The New Space Race


It was central to old occidental fantasies of the east that Cathay stood tall and strong as a majestic force, an intangible entity that mystified and terrified with its technological prowess and despotic enchantments.  In a sense, the language of mystery and terror has not left.  China endured invasion and occupation, but such historical incidents do little to erase entrenched perceptions.  Modern China now finds itself bankrolling America’s warring escapades, and proving to be an emerging force in various areas of global politics.  The relationship between China and the United States, permanently engaged, yet permanently estranged, is now moving into different areas of play.

Much of China’s new capabilities in the field of military excellence is exaggerated.  One only exaggerates a power one is confronting for a few reasons: to convey the impression that it is more formidable than it really is (always good for the military lobbyists to have an excuse there) and to assert one’s own primacy that is supposedly whittling away.  Given that the United States has been shown to be a cyclopean creature in its engagements after September 11, 2001, it needs new areas to blunder into to.  And what better than the outer frontiers of space, that other world that lurks in the discourse of international policy but is not as openly discussed as it should be.

On Thursday, China announced a grand space plan that would include the use of space labs, space stations and manned ships over the next five years.  Even the New York Times (Dec 29) stated that the ‘five-year plan for space exploration’ would ‘move China closer to becoming a major rival at a time when the American program is in retreat.’

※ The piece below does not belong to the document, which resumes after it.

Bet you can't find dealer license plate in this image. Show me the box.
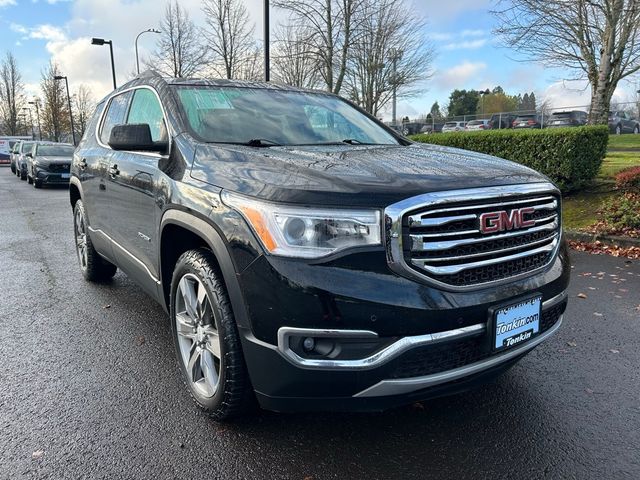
[494,297,542,350]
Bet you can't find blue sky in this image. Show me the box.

China watchers are certainly concerned about China’s extra-terrestrial capabilities, though it is not easy to detect whether the analysis itself is far from being similarly terrestrial.  Eric Hagt and Mathew Durnin, writing in the latest issue of the Journal of Strategic Studies, claim that China’s earth-observing satellite capabilities have increased dramatically.  They make the claim based on assessments of China’s space network using orbital software modeling and satellite performance.  ‘China’s constellation of satellites is transitioning from the limited capability to collect strategic information, into a new area in which it will be able to support tactical operations as they happen.’

What the authors are suggesting is that the Chinese are making herculean leaps – even Chinese run of the mill satellites employ electro-optical censors that enable them to take digital images in various wavelengths of a high resolution quality.  While these might seem impressive, they do remain conjectures.  The authors’ own analysis was challenged in that same journal by David Wright, who pointed out flaws in the technical analysis being employed.  ‘Technical rigour’, was lacking.

The disputes between the authors are interesting if for no other reason that they illustrate a vital point: that no one truly knows what capabilities are present.  Instead, analysts coat their terms with vague questions and assessments: what, to take one example, is China’s capability in locating ‘situational awareness’?

In Aviation Week (Dec 29), it was noted that Beijing has launched over 30 surveillance satellites over the last decade, enabling the PLA to ‘monitor an expanding area of the earth’s surface with increased frequency, an important element of reliable military reconnaissance.’  A spike in government funding took place after 1996, when PLA commanders found themselves unable to monitor two U.S. aircraft carrier battle groups deployed during a crisis in the Taiwan Strait.  The claim is an astonishing one in itself, given that carrier battle groups, even given the available technology in 1996, are considerable eye sores to detection.

Ross Babbage of the Canberra-based Kokoda Foundation ups the ante on Beijing’s capabilities, making the unverified claim that, ‘What we are seeing is China broadly acquiring the same capabilities in this area as those held by the US.’

Such analysis conforms to the codex of alarmism that characterizes strong and suspicious powers keen to maintain positions of strength that are seemingly slipping away.  It also suggests that the framework for another space race is being offered.  When the empire starts crumbling, wars and military competition seem to have a nasty way of intruding into policy.